Going to work every morning by subway, the ninety-year-old former entertainer dressed flamboyantly, retaining the fondness that she had developed at the turn of the century for girlish hats, high heels, and frills. Hopper returned to the stage for a sentimental appearance in June 1953, when the Empire Theater was to be demolished. She skipped on stage in the same role that Belasco had created for her sixty years before, in The Girl I Left Behind Me, stunning the audience by her apparent defiance of time. She died of pneumonia on December 14, 1959 in New York City.
Quotations: "My secret? It's leading a normal, full life. I keep busy. I take exercise. I've never smoked. I never drink. I eat sensible things, lots of proteins and no fats. I go to bed early during the week, not later than 9:30, and I get up at 6:30. Weekends, I entertain or am entertained. "
Hopper delighted New York theatergoers with her energetic, good-natured characterizations, her impish sense of humor, and her dainty beauty.
She prided herself on her perpetual youth. She never revealed her age, maintaining that the records of her birth were destroyed in the San Francisco earthquake.
In appearance she was less than five feet tall and never weighted more than eighty-five pounds.
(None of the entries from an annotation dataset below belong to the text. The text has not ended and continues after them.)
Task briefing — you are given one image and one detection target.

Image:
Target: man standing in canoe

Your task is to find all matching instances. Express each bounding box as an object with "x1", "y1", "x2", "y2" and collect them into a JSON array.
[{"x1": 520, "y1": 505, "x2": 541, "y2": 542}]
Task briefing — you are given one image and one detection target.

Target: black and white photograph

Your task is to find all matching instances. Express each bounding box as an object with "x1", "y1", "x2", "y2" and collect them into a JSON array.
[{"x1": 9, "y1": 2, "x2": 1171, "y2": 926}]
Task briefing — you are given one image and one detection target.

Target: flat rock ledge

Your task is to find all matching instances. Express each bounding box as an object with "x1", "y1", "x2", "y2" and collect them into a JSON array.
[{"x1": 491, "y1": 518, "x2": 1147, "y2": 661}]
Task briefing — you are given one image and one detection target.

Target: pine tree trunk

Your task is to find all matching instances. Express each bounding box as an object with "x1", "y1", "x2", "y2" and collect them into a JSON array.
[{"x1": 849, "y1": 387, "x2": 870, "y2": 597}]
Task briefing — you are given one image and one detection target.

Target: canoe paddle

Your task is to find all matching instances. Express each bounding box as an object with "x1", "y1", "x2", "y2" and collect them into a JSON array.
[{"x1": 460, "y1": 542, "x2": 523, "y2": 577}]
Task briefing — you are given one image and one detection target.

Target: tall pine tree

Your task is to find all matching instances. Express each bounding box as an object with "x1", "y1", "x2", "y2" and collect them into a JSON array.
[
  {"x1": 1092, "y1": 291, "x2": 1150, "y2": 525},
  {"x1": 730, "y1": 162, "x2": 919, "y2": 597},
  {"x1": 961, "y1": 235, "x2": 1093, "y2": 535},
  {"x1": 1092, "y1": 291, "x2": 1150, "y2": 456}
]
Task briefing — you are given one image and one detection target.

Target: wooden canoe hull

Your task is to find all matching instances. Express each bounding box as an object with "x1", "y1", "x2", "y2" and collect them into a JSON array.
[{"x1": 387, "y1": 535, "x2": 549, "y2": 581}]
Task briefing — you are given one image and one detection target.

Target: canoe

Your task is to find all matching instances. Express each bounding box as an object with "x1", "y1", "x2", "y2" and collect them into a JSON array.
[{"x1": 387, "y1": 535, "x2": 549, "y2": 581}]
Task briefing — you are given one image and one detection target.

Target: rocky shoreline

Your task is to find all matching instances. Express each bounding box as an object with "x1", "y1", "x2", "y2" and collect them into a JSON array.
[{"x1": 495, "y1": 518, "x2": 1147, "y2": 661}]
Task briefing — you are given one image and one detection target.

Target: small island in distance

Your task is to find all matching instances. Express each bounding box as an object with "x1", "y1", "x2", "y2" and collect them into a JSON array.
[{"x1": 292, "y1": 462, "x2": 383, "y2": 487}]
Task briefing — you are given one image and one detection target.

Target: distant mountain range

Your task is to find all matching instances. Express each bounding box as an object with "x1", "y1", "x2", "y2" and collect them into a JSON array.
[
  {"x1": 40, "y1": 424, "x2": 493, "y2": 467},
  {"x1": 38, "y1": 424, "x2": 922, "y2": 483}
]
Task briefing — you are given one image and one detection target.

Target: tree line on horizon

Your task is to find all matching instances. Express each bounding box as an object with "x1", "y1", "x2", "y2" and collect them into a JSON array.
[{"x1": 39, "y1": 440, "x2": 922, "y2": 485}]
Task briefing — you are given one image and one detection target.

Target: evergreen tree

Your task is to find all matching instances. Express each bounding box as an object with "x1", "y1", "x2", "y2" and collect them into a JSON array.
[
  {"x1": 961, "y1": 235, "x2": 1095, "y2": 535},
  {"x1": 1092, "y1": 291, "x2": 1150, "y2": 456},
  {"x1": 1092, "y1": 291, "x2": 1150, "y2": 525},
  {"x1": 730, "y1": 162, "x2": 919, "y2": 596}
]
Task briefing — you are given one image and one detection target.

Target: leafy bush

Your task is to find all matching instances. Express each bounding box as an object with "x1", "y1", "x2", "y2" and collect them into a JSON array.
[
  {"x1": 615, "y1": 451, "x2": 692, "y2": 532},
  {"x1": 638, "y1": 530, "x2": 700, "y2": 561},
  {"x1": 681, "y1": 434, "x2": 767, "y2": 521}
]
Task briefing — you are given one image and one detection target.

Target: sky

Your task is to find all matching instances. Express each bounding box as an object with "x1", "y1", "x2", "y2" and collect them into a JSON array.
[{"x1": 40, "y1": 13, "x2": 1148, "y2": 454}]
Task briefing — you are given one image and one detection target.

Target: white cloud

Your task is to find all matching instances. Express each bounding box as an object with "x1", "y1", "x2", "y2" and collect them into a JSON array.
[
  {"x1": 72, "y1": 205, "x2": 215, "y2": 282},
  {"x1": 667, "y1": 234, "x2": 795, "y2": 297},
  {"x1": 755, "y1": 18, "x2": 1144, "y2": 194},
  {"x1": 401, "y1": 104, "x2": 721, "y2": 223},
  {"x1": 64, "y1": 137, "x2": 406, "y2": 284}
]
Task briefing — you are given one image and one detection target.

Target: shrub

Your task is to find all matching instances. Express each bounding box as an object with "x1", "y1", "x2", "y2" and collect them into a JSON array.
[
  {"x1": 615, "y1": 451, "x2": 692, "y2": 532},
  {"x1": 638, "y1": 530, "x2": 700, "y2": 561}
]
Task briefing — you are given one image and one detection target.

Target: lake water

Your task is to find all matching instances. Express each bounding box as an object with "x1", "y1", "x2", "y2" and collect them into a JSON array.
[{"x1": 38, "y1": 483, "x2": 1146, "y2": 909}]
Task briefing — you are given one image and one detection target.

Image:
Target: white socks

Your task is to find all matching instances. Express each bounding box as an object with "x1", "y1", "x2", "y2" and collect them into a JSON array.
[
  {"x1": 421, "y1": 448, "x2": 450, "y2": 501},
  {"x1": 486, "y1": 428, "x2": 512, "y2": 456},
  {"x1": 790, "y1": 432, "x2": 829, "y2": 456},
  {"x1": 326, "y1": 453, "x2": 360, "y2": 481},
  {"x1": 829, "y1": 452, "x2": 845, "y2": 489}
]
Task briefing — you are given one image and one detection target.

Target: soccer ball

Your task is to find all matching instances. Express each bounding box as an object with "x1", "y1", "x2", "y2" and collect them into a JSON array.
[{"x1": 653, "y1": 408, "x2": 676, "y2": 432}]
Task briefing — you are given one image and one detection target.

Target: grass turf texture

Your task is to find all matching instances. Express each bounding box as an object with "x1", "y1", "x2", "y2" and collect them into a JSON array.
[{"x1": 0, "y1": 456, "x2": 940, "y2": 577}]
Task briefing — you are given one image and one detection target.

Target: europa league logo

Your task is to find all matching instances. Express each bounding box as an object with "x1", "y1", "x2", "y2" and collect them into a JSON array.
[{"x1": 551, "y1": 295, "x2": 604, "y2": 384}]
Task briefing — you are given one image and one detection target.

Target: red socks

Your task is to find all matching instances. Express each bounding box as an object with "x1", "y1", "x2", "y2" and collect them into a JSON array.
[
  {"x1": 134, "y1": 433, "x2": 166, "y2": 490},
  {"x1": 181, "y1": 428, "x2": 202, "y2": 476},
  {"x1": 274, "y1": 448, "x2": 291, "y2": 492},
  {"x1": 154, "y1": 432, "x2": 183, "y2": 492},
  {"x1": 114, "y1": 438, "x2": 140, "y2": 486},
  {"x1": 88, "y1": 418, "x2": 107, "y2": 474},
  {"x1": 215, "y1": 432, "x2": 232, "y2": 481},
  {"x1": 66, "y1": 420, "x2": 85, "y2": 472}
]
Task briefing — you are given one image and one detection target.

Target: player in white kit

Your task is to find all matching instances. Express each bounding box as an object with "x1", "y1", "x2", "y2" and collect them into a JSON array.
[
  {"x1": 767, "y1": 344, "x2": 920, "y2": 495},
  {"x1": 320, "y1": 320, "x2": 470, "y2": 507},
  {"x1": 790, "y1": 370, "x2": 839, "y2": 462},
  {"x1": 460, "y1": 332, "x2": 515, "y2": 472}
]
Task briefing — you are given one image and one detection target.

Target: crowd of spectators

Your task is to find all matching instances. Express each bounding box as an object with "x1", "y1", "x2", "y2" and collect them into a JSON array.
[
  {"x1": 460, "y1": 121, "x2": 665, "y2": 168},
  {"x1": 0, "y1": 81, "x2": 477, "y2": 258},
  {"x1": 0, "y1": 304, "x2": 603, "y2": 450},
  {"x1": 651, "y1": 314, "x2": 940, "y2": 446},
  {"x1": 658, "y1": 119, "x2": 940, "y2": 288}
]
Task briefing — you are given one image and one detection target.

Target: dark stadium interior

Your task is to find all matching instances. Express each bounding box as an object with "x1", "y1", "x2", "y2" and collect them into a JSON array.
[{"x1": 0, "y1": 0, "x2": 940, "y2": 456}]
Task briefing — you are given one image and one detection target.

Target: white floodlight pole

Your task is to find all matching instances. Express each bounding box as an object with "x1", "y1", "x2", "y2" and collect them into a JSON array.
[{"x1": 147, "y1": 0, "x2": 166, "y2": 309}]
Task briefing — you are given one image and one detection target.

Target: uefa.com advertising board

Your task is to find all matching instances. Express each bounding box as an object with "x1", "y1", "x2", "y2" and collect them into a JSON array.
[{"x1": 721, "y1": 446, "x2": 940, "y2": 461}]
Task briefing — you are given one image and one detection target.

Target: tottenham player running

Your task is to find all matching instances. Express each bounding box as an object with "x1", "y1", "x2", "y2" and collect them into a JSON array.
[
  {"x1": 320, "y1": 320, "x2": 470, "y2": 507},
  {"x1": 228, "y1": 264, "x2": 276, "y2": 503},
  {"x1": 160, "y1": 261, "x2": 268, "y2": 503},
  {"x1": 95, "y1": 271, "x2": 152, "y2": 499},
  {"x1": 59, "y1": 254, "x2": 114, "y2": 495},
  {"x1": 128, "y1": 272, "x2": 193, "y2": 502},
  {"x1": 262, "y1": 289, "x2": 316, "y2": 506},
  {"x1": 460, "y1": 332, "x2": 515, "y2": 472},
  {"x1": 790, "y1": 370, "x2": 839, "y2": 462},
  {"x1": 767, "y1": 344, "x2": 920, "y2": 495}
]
She had a vivacious personality, grey-blue eyes, a good set of legs which she frequently displayed, and a light singing voice.
The noted comedian William DeWolf Hopper married Edna on January 28, 1893. Although they were divorced in 1898, she retained her husband's name for the rest of her life. On November 25, 1908, she married Albert Oldfield Brown, a stockbroker and later, a theatrical manager. They separated in 1913 but were reunited briefly in 1927. She had no children from either marriage.